And any that can be used into a brick chimney?

This is for a problem listed house five stories high !

Tony
 
The only gas ones left I think are commercial only and fall outside SEDBUK Ideal, Potterton etc. but output probably way too high. Grant do oil condensing CF but if London no use and solid fuel Trianco only do up to 80 version.
 
Don't Halstead and a few others allow connection of a flexible plastic flue pipe to their boilers for precisely this situation?
 
Halstead do the type E flue kit and as said is a flexible flue liner that comes in l10, 20 & 30 M lengths that can be cut to suit.

Make sure you order the flexible liner as well as it does not come in the kit :shock:

The boiler end then takes in the combustion air so needs venting as per open flue boiler. The boiler end kit looks like a horizontal vertex flue terminal.

Was very impressed by it at installer live. Suprised you didn't see it when you were there Tony :?
 
At the Halstead curry evening they said the twin flexible ( balanced ) kit was about £500 for a three bed semi.

For five floors that would be about £1500 and unknown costs to reach the chimney pot five floors up!

I was hoping for an open flued boiler which could use the original flue!

It does seem unlikely though because of the condensation aspect.

Tony
 
Have you considered a Keston boiler with the 50mm air and flue ducts inserted up the chimney? Apparently Keston approve such an arrangement and the flue/air ducting is very cheap and quite flexible. It might even manage to get around the odd bend!

The intermediate joints, being solvent weld, can be considered to be at least as strong as the pipe itself, so effectively you would have continuous pipes throughout the length of the chimney. There may be the option of running the air duct by a separate route to the outside since air and flue terminals do not have to be on the same surface of the house.
 
Kidd do a 25Kw and a 46Kw open flue condensers.

You will need to line the chimney whatever condenser you install though, and this is the difficult bit. You would need either Mr Kidd's own sectional aluminium liner (if the flue was dead straight -unlikely) or something like Rite-Vent Turboflex+.

Although condensing twin s/s liners are called 'flexible' they are only just, really don't like going down chimneys. After loads of grief we are now subcontracting the flues on the very large houses.

Whilst Keston do allow their flues in chimneys it is a product we would never fit -anywhere.
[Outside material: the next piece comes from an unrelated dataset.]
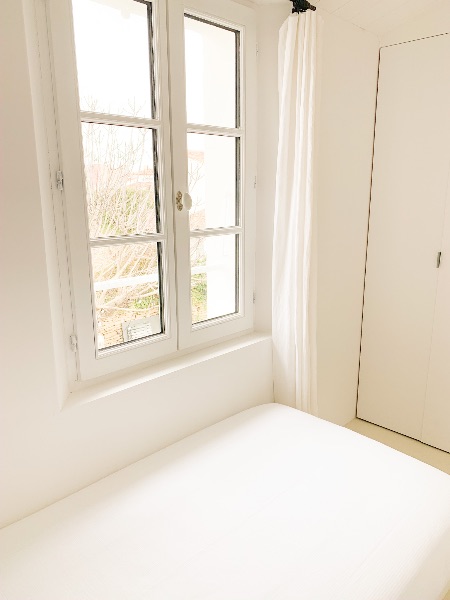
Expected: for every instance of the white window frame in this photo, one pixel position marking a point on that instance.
(179, 334)
(240, 18)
Anyway you would have to find a way of supporting the pipes over that distance, invariably this would mean cutting into the chimney in at least four places.
 
Whilst Keston do allow their flues in chimneys it is a product we would never fit -anywhere. Anyway you would have to find a way of supporting the pipes over that distance, invariably this would mean cutting into the chimney in at least four places.
Good point. Perhaps the pipes might be supported by filling the chimney space with some sort of expanding foam or Vermiculite mixed with cement? In practice it's unlikely that the pipes would really need intermediate support. There's very little weight involved and with fixings at the top and bottom of the chimney it's hard to imagine the flue duct going anywhere. Obviously allowance would have to be made for expansion.
 
Tony, the type E kit is not the twin liner, just the flue gas liner, sounds the ideal solution for what you need.